Fuller’s “History of the Worthies of England,” published posthumously in 1662, was the first comprehensive collection of English biographical sketches. It is considered the forerunner of “The Dictionary of National Biography.” Although Fuller was only eight years old when Shakespeare died, his ‘Worthies’ provides us with one of the first biographical insights into the bard. Commenting on the verbal jousts between Shakespeare and Ben Jonson, Fuller wrote “Many were the wit-combats betwixt him and Ben Jonson; which two I behold like a Spanish great Galleon and an English Man of War! Master Jonson, like the former, was built far higher in learning; solid, but slow in his performances. Shakespeare, the English Man of War, lesser in bulk but lighter in sailing, could turn with all tides and take advantage of all winds, by the quickness of his wit and invention!”

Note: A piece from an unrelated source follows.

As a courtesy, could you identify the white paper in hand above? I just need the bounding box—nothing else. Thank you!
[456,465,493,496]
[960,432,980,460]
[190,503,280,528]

During his lifetime, Fuller was an acquaintance of Samuel Pepys. In the centuries after he died, his work was admired by Samuel Taylor Coleridge and Charles Lamb. Coleridge wrote, “Wit was the stuff and substance of Fuller’s intellect. It was the element, the earthen base, the material which he worked in; and this very circumstance has defrauded him of his due praise for the practical wisdom of the thoughts, for the beauty and variety of the truths, into which he shaped the stuff. Fuller was incomparably the most sensible, the least prejudiced, great man of an age that boasted a galaxy of great men”

Fuller’s birthday was not recorded but he was baptized on June 19, 1608. In honor of his 400th birthday, The New York Times has assembled an online slide show of images from “The History of the Worthies of England” and some of his other works and invites readers to consider what relevancy they might have in the 21st Century.